Blue

iv

I can hear the water before we even get to the cliffs.

We stand at the edge of the cliffs, staring at the water and at each other as if we’re unsure of what to do. Below us, the anger that is the water surges and beats against the rocks with a kind of vengeance that makes me feel sick. The currents that pull the waves out and push them back in are visible, long strands of dark, churning water that go far out to sea. My eyes follow them out for what has to be miles, losing them amongst the waves somewhere just before the end of the horizon line. Against the noise of the water, I can hear my heart beating, quick and out of rhythm and my head is filled with worries. This isn’t safe. There’s no telling how quickly the currents move and, though Mom had forced me into swimming lesson, I haven’t swam in the ocean in years. My mind swims for some kind of excuse of how I can get out of it, but I can’t find one.

Jeremy, the tallest of the group, is the first to speak up. “Who’s jumping first?”

No one says anything. We all stare down at the water, still and quiet.

After a moment, Chris straightens and pulls his shirt over his head, throwing it to the ground beside him. “I’ll go.” He looks back at me and offers an un-reassuring smile, taking a few quick steps forward. He’s gone within seconds, hair streaming out behind him.

My brother’s jumping seems to prompt some kind of reaction within the group—two, three and four more jump in after him, shouting out just before they reach the water. I watch as they bob up after several seconds, moving to swim back toward the shore. Chris looks back up at me and gives me a thumbs up, which I reply to with a quick nod. I find myself completely alone on the cliff after what seemed like a couple seconds, my toes hanging off the edge of the rock and my heart thundering in my chest, the lone noise I can hear above the sound of the waves. My stomach rolls.

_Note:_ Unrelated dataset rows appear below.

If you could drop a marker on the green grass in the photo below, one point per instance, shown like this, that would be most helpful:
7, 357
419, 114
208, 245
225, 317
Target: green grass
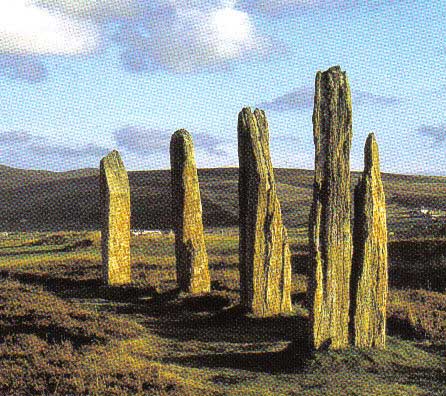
63, 332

I try a running start, taking one short breath before I start to fall. The air around me rushes, loud in my ears and cold on my skin. I straighten my legs just before I hit the blue of the water, welcoming the cool of the water and the silence that engulfs me once I’m submerged. The cold of the water seeps through my clothing and paralyzes me for a moment, holding me in place.

An image of Mom flashes through my mind and then Ian, smiling, on the night before it had happened. He had told us a story over the dinner table, almost laughing too hard to speak. Chris and I had been wrapped up in a conversation about colleges, his chances of being recruited to play football somewhere. We hadn’t been paying attention—what had Ian been talking about? The words slip away from me and float off into the current, the blackness of my mind…something about his soccer team. He had played for the rec league in town—a center forward, but I had never been to any of his games. Mom used to brag about him to all of her friends, something about his grades and his sports and how all of his teachers loved him. I had hated him for it, though he was only eleven years old. Why? I had always pushed him away. A sob rises in my throat and I gasp, inhaling water and coughing up the last breaths of air in my lungs.

The water fights back as I push to the surface, forcing me down as I try to climb upwards. My lungs burst, pain searing through my chest and into my throat as I kick and swim. Something’s holding me down. Mom’s smiling face and Ian’s laughter float through my mind, present even as I scream against the currents and the waves that push and pull me in every direction. I force my eyes open, salt water burning as the two meet. Blue is everywhere, light coming from one direction and then the next. Pain surges through my body when I reach the surface, tears streaming down my face and my clothes weighing me down in the cold water, pulling me back under. I kick and push at the water, trying to get away from the rock surface inches before me.

Another waves hit before I can react, the water swallowing me whole and pulling back under the surface. My body hits the rock and then I’m sinking, the light of the surface fading and the darkness of the deep water closing in around me. Mom’s face is in front of me again, smiling and welcoming me in, her arms open. She pulls me into her, her arms comforting against the turbulence of the ocean. But something pulls me from her, away from the darkness and toward the light, warmth against the chill. Her smile fades into a frown, tears pooling in her eyes and coursing down her cheeks. The water around her turns red, the noise of screaming and crying filling my ears. I push against whatever is pulling me from her, desperate to get back to her, kicking and screaming and pulling.

And then I’m above the water, my heart pounding and my body shaking. Every breath that I try to take in brings water with it, choking me. Something pulls me still, away from the cliffs and the waves and from Mom. Two arms are wrapped around me, gentle but strong, hot between the cold.